In the year 2015 the region in Frankfurt was launched which has been the fastest growing international datacenter region ever for Amazon since then. AWS attracted most customers in the cloud market. Companies such as Netflix or Soundcloud moved almost their whole infrastructure to AWS. Like other public cloud providers Amazon offers services and software through their own marketplace.

2.3 Microsoft Azure

Microsoft is the market leader for operating systems and office software and is increasingly focusing on the delivery of its software as cloud services. With Microsoft Azure, IaaS and PaaS are offered on a cloud computing platform for enterprises. With O365, a bundle of software as a service (‘SaaS’) subscriptions are offered, including products such as Microsoft Office, Outlook or Skype, as well as productivity and collaboration tools which can be utilized directly from the cloud. The Azure marketplace also offers third-party software and services.

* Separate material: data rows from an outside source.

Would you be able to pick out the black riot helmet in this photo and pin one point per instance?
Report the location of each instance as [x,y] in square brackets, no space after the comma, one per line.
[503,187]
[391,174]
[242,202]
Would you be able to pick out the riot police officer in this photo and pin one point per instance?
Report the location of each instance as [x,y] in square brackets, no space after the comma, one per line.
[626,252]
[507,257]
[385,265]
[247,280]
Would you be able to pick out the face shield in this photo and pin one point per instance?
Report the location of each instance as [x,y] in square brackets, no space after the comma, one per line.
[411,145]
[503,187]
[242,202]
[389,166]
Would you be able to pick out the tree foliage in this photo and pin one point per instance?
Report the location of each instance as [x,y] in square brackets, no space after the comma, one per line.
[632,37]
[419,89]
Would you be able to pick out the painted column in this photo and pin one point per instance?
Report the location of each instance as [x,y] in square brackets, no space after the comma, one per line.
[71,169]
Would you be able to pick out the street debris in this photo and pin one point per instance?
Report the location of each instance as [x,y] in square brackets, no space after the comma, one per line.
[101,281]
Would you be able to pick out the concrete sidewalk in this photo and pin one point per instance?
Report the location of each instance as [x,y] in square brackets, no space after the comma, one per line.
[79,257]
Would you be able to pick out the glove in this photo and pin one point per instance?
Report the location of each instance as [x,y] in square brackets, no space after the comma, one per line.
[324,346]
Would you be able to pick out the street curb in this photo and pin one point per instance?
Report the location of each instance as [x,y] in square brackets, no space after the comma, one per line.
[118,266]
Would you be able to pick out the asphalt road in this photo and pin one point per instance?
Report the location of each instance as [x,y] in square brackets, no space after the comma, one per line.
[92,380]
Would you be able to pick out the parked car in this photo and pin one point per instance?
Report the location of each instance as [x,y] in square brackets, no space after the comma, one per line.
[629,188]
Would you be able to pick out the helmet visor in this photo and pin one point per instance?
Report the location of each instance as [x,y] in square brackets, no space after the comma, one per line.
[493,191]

Microsoft operates several data center locations (‘regions’) all over the world. In Europe data centers are located in Ireland and in the Netherlands. Reacting to existing data security concerns and recent turbulences about the Safe Harbor Decision in the EU, Microsoft decided to build two new data centers in Germany lately. In these German data centers, customer data will be controlled and monitored on trust by T-Systems in the future. Microsoft Azure encompasses unified services which can seamlessly interoperate with other infrastructure services and components such as active directory services, Windows servers as well as their other SaaS offerings. Having an extensive service partner ecosystem and a longtime existing customer base which is familiar with the products, puts Microsoft in the status of being one of the leading cloud providers.

2.4 Google Cloud

Google offers various internet centric services such as Google Web Search, Docs, Gmail, YouTube, Google Chrome, Maps or the Android OS. The Google cloud platform includes IaaS and PaaS offerings. Data center locations are available in the U.S., Europe (Belgium) and Asia. Being the latest entrant into the public cloud market in the peer group, Google cloud offers the smallest service portfolio.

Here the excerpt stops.